In the opening paragraphs of “B-Boys of the Bronx, Dancing in the Street,” H. Jack Martin relates the thrill he felt watching a break-dance battle—for the uninitiated, see here and here—in my Lincoln Center nrighborhood last year:
“It totally blew my mind,” said Mr. Martin, 33, the assistant coordinator of young adult services for the New York Public Library. “We were all just, like, ‘We’ve gotta get this into the library.’”
Yes, by all means, let’s get this into…the library. Get out the bass-heavy boomboxes and throw down some cardboard. It isn’t as if anyone is attempting to concentrate at the library. More:
Little did he know: Breaking, the individualistic, physical form of dancing born in the South Bronx in the late 1970s as part of an explosion of hip-hop culture, has been a fixture at the library for decades, ever since a pioneering generation of entrepreneurial-minded B-boys brought the art form down to Fifth Avenue just below 42nd Street in the early '80s.
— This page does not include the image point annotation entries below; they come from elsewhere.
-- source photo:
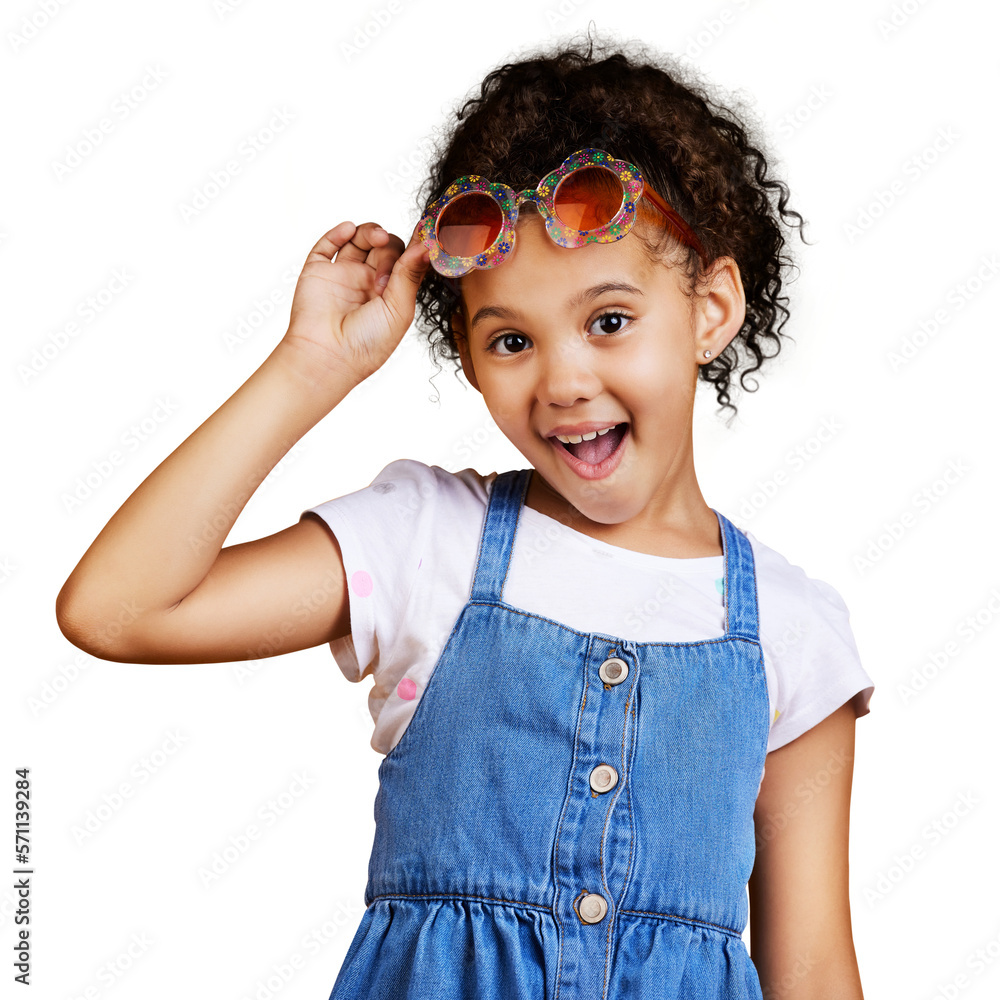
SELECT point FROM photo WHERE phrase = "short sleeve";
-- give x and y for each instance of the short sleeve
(818, 664)
(380, 530)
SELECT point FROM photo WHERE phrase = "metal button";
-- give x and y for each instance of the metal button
(592, 908)
(613, 670)
(603, 778)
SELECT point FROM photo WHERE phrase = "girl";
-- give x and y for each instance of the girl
(573, 799)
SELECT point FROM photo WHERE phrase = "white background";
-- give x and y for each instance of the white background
(156, 356)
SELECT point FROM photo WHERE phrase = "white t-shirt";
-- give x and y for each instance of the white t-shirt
(410, 541)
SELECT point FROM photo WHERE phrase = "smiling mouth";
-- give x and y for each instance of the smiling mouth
(597, 450)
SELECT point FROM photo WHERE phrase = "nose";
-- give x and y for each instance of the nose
(567, 373)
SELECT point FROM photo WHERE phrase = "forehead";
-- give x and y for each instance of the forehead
(539, 271)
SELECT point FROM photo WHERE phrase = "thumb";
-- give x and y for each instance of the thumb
(400, 292)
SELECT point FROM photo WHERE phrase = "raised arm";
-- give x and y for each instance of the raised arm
(800, 914)
(156, 585)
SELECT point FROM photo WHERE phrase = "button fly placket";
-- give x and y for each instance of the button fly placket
(603, 778)
(594, 849)
(613, 671)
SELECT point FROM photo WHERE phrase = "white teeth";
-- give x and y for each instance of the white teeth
(577, 438)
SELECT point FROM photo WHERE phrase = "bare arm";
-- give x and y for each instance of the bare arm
(800, 916)
(156, 586)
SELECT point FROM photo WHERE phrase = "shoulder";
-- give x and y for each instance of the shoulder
(407, 488)
(807, 640)
(785, 585)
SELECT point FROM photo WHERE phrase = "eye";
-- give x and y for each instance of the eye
(615, 316)
(611, 326)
It was one of the first points of infiltration for what has since become a cherished staple of Manhattan street culture.
A fixture for decades. I think I’m starting to see where things might have gone wrong with education in this country. (No, Ma, I didn’t get my book report done. How was I supposed to? I been at the library! Working on my headspin!) Nevertheless, let us swoon at the New York Times meticulously correct use of the term, B-boy.